Buses without engines?
   
Streetcars without tracks?
    Sounds like somebody’s off their trolley.
   
Not really, though. The truth is, such mechanical contrivances were a
fairly common sight around Public Square and various other locales throughout
the Wyoming Valley from the late 1930s to the fall of 1958.
   
The vehicles were referred to as “trackless trolleys”- which were actually
buses that ran on electricity supplied via a mechanism connected to overhead
wiring.
   
Thousands of people rode the trackless trolleys during that era, for one
very good reason: They were available.
   
But their existence was relatively short-lived, because as “modern” and
“progressive” as they were in those days, the trackless trolley had one huge
shortcoming: If there were no overhead power lines to accommodate it, such
lines would have to be installed at mammoth expense.
   
Consequently, not long after more and more trackless trolleys replaced the
noisy and slower, Spartan streetcars- which is to say they followed the
streetcars’ already established routes- their disadvantage soon became
apparent. It happened rather swiftly, when the population expanded into new
suburban areas, and when shops of all types began relocating along the main
routes to and from those areas.
   
The decisive factor: Gasoline- or diesel-powered buses could easily alter
their routes; but trackless trolleys could not.
   
But many will attest the trolleys were fun while they lasted. Well, perhaps
not fun, but they were quiet, comfortable and efficient. About their only
mechanical weakness was that the trolley occasionally would slip its wire.

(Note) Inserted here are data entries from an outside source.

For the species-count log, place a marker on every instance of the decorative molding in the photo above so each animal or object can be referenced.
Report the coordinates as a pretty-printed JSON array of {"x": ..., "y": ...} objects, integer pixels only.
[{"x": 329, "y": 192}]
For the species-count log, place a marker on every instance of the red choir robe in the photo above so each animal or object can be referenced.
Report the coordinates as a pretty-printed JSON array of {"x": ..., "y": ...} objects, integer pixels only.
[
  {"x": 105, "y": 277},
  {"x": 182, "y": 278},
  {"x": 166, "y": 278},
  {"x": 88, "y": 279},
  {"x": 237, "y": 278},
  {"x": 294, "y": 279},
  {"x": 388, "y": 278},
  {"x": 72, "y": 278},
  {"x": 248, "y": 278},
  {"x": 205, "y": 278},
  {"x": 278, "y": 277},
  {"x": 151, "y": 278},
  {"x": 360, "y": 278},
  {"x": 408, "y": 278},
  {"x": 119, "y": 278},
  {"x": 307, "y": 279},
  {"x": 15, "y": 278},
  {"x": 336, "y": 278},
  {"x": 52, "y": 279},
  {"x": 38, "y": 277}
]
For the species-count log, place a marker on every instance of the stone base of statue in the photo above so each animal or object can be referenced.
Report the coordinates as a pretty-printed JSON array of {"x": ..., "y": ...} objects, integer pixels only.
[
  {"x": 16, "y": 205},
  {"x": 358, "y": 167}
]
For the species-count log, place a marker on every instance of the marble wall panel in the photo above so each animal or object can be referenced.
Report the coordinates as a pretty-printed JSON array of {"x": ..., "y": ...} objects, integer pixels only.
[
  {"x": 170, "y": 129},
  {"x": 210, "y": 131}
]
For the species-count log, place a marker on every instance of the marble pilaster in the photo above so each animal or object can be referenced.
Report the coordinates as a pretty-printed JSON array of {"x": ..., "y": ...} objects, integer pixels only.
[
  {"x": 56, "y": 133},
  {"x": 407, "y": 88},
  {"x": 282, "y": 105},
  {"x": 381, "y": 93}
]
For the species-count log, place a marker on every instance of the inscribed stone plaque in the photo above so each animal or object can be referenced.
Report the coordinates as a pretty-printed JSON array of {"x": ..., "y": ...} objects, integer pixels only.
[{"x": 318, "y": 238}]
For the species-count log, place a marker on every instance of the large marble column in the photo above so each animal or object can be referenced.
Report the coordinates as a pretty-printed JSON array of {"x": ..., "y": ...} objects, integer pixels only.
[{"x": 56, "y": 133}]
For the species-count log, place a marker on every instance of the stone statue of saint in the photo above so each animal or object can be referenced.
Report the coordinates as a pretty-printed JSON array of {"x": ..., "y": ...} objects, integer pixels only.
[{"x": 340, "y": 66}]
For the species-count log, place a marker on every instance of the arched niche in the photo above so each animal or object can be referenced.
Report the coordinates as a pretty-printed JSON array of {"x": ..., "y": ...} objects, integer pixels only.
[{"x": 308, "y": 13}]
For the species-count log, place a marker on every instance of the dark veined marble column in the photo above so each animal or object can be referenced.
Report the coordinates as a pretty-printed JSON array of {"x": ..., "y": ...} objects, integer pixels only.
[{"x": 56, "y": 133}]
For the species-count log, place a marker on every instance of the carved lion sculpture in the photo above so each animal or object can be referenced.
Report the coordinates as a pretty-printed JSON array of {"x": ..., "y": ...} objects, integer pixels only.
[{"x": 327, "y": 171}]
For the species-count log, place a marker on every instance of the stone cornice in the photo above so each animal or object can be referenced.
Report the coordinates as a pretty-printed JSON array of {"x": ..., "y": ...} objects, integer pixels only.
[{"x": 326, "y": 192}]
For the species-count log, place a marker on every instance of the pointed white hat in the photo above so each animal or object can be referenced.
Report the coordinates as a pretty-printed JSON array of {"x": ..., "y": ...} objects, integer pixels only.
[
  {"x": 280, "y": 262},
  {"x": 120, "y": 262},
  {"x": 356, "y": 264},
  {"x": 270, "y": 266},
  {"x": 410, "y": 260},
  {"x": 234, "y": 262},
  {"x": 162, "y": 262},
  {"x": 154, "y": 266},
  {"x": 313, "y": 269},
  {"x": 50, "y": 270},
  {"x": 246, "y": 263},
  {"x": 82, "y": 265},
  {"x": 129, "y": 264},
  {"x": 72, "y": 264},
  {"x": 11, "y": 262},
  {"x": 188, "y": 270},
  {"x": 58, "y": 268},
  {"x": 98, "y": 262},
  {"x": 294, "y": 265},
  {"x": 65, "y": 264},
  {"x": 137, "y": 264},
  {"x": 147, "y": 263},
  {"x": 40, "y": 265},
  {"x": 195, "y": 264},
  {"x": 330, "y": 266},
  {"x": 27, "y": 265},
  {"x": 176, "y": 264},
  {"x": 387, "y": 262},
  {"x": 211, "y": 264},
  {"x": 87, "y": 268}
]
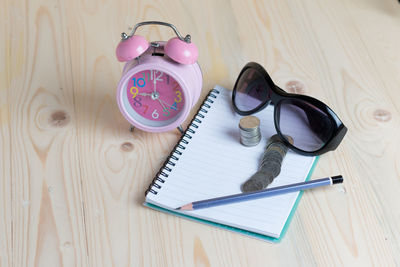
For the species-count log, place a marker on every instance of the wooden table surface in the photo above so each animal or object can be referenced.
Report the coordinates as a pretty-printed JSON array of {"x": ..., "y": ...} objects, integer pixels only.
[{"x": 73, "y": 177}]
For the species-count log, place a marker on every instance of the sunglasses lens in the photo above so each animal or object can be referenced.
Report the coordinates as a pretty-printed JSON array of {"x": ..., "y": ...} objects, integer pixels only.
[
  {"x": 251, "y": 90},
  {"x": 310, "y": 127}
]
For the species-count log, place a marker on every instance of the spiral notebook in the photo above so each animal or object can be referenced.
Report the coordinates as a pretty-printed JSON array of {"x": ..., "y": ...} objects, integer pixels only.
[{"x": 209, "y": 161}]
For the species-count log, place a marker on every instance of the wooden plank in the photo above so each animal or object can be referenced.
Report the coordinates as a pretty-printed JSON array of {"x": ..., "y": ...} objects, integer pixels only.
[{"x": 45, "y": 192}]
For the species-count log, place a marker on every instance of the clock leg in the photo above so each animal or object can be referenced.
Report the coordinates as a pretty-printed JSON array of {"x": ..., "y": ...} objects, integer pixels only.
[{"x": 180, "y": 128}]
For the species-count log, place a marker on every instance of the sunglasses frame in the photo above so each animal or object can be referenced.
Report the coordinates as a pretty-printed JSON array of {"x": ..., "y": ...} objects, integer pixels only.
[{"x": 277, "y": 95}]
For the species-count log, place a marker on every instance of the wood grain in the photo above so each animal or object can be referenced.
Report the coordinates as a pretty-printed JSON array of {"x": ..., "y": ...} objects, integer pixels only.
[{"x": 73, "y": 177}]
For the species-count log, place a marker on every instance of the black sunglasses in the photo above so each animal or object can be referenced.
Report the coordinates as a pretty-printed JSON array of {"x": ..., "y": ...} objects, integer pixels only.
[{"x": 313, "y": 126}]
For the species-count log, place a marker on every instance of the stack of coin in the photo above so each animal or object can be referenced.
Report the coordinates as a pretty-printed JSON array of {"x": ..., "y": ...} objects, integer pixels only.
[{"x": 249, "y": 128}]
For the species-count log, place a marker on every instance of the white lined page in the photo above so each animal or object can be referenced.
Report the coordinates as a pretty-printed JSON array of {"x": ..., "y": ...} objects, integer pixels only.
[{"x": 215, "y": 164}]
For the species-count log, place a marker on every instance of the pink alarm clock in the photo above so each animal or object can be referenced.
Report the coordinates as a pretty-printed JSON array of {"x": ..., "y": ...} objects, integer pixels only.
[{"x": 161, "y": 81}]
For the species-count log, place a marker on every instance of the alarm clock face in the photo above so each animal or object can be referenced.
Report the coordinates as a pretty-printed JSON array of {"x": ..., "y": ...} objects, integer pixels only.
[{"x": 153, "y": 98}]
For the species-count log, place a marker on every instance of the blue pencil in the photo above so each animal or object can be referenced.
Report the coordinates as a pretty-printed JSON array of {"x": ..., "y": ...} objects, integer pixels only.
[{"x": 207, "y": 203}]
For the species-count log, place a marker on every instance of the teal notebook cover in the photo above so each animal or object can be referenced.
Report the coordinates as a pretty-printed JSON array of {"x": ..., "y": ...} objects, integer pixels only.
[{"x": 160, "y": 179}]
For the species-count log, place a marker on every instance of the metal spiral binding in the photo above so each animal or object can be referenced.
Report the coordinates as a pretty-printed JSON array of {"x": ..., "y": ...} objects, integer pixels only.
[{"x": 173, "y": 157}]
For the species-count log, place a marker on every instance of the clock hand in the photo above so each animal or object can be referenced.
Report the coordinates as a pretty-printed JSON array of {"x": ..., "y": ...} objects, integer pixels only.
[
  {"x": 144, "y": 94},
  {"x": 162, "y": 105},
  {"x": 165, "y": 103}
]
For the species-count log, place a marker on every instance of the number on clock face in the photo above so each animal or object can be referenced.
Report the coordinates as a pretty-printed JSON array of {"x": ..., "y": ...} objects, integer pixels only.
[{"x": 155, "y": 95}]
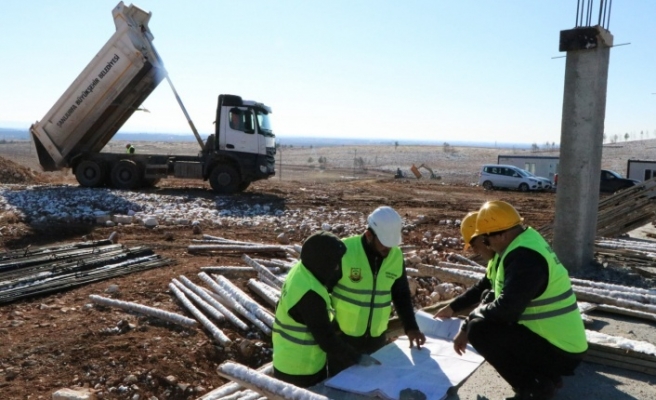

When that happened, the driver would have to take hold of the overhead boom
and carefully guide it back onto the overhead wires.
   
Trackless trolleys were used by the Wilkes-Barre Traction Co. (later the
Wilkes-Barre Transit Co.) until the late 1950s, when the company switched to
an all internal combustion-engined bus fleet.
   
Trackless trolleys never made up the total bus fleet, however. The heavy,
clanging electric trolley cars were still in use on some runs until about
1950. Various communities, such as Nanticoke and Duryea, never saw the
trackless version in their confines, as was the plan early on.
   
The bus company used larger units for routes on the main streets, with
smaller ones for neighborhoods with tight turns. Trolley buses were painted
red and tan, while gasoline buses (also in two sizes) were green and tan. The
entire fleet eventually was replaced by conventional buses painted silver with
a green band around the middle.
   
It was only the Wilkes-Barre Traction Co. that used the trolleys. Martz,
under the name of White Transit Co., ran buses to South Wilkes-Barre and
Plymouth. White’s gasoline buses were painted brown on the bottom and white on
top. The Traction Company used its new, silver gasoline buses until shortly
after the Agnes flood of 1972, when the area’s bus system was transformed into
the public entity of today: the Luzerne County Transportation Authority.
   
And from where did the electricity that powered the trackless trolleys
come? The Wilkes-Barre Traction Co. produced its own, at a coal-burning plant
on North Washington Street. The company sold for heating purposes the
byproduct- steam- produced by its furnaces.
   
The trackless trolley routes were abandoned one by one in late 1958. The
final trackless coach, No. 838, made its final West Pittston run on Oct. 17,
1958.
   
The trolley was returned to the barn and switched off, silencing its
familiar “hummmm.”
   
At that moment, as was chronicled in the book “Wyoming Valley Trolleys,” by
Harold E. Cox, “The electric transit era in Wilkes-Barre had ended.”